Visiblement embarrassée par la polémique frémissante, la Haute Autorité pour la transparence de la vie publique (HATVP) est intervenue précipitamment. Cette instance chargée de trancher sur le potentiel conflit d’intérêts a publié dans la foulée un « avis de compatibilité avec réserves ». Traduction : cette reconversion professionnelle est légale, mais le ministre ne doit pas entamer « de démarche » auprès du gouvernement, ni des membres de son cabinet et des services dont il dispose en tant que ministre, pendant les trois années qui suivent.
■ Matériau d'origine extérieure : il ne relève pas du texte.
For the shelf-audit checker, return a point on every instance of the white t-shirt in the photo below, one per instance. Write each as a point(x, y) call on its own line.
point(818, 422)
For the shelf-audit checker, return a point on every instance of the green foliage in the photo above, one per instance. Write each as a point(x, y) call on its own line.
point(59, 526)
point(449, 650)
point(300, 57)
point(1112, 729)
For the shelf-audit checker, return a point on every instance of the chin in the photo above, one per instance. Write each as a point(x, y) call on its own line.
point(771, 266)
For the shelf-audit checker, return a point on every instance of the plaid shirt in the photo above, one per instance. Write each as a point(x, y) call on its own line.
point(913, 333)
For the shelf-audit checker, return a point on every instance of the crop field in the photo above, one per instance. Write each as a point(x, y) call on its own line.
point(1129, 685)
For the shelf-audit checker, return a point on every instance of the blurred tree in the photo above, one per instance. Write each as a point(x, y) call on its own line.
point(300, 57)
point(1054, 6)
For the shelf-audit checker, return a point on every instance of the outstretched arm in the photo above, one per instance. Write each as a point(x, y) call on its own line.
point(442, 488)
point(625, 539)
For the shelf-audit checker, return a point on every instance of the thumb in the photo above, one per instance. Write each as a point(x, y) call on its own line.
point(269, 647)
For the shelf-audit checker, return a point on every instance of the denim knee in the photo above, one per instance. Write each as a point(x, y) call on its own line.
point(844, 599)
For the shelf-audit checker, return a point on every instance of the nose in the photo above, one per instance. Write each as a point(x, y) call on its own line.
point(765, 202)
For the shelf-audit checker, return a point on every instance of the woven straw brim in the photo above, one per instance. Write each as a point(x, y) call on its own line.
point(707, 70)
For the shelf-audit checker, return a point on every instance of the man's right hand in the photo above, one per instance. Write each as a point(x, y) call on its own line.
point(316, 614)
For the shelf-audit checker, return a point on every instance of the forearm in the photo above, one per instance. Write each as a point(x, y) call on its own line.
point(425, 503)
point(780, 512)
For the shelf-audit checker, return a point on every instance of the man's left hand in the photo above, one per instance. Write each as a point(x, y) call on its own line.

Après cette publication, les « marcheurs » ont triomphé sur les réseaux sociaux : cet avis étant à leurs yeux une « victoire » face aux mauvaises langues qui ont eu l’outrecuidance d’accuser l’ex-ministre de conflit d’intérêts. Ils semblent cependant oublier que « légalité » n’est pas synonyme de moralité ou d’éthique. La légitimité des lois peut aussi être dénoncée – sinon, on n’en changerait jamais.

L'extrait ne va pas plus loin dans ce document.